The service will provide a one-way ride for the driver and vehicle to the driver’s home. If there are additional passengers who need a ride, they will be taken to the driver’s home as long as there is room for them to be transported safely in the tow truck. You cannot make a reservation.

“Everybody wants to have fun at a New Year’s party,” said Cynthia Harris, spokesperson for AAA Northern California. “But if you’ve been drinking, don’t get behind the wheel. Give AAA a call and we’ll make sure you get home safely.”

According to 2010 statistics from the National Highway Traffic Safety Administration, more than 10,000 people died in alcohol-impaired crashes. That is one death every 51 minutes. As little as one drink can impair vision, steering, braking, judgment, and reaction time.

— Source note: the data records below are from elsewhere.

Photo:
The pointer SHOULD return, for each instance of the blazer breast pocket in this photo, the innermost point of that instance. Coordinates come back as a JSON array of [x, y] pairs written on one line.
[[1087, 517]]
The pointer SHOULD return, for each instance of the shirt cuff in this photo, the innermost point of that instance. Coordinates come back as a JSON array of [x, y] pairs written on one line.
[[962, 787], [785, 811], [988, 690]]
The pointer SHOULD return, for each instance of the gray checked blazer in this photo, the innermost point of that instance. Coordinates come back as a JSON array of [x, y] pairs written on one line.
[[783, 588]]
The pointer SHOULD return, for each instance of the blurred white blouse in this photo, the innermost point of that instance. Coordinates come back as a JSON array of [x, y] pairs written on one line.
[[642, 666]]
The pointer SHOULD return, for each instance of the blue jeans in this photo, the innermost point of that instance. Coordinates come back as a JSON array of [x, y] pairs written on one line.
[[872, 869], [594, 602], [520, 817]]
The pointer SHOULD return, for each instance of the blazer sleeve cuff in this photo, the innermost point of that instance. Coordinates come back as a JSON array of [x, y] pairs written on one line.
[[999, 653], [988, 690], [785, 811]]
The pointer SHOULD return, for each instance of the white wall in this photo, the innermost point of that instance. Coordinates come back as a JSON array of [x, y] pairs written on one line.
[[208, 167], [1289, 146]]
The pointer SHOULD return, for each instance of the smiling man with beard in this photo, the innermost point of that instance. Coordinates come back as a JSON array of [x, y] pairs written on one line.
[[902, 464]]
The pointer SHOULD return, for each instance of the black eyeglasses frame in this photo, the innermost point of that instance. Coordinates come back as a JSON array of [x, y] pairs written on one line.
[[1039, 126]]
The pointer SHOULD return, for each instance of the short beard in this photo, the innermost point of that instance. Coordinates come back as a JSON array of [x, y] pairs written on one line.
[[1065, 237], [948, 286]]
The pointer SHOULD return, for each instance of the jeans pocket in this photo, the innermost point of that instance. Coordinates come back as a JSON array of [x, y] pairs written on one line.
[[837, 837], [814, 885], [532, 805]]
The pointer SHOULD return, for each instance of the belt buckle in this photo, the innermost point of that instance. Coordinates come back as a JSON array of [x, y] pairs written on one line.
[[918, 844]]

During New Year’s Eve in 2009 the California Highway Patrol reported that 11 people were killed in alcohol-related crashes. That’s three times the daily average in California. An additional 163 people were injured in crashes involving alcohol. The same year, the CHP also arrested 488 people for drunk driving. According to 2008 statistics from the National Highway Traffic Safety Administration, drunk-driving crashes account for about 36 percent of highway deaths of young people age 16 to 24. As little as one drink can impair vision, steering, braking, judgment, and reaction time.

AAA estimates that a first time DUI conviction in California can cost up to $12,000 in fines, penalties, restitution, legal fees, and added insurance expenses. You can’t put a price tag on a crash that causes an injury or death.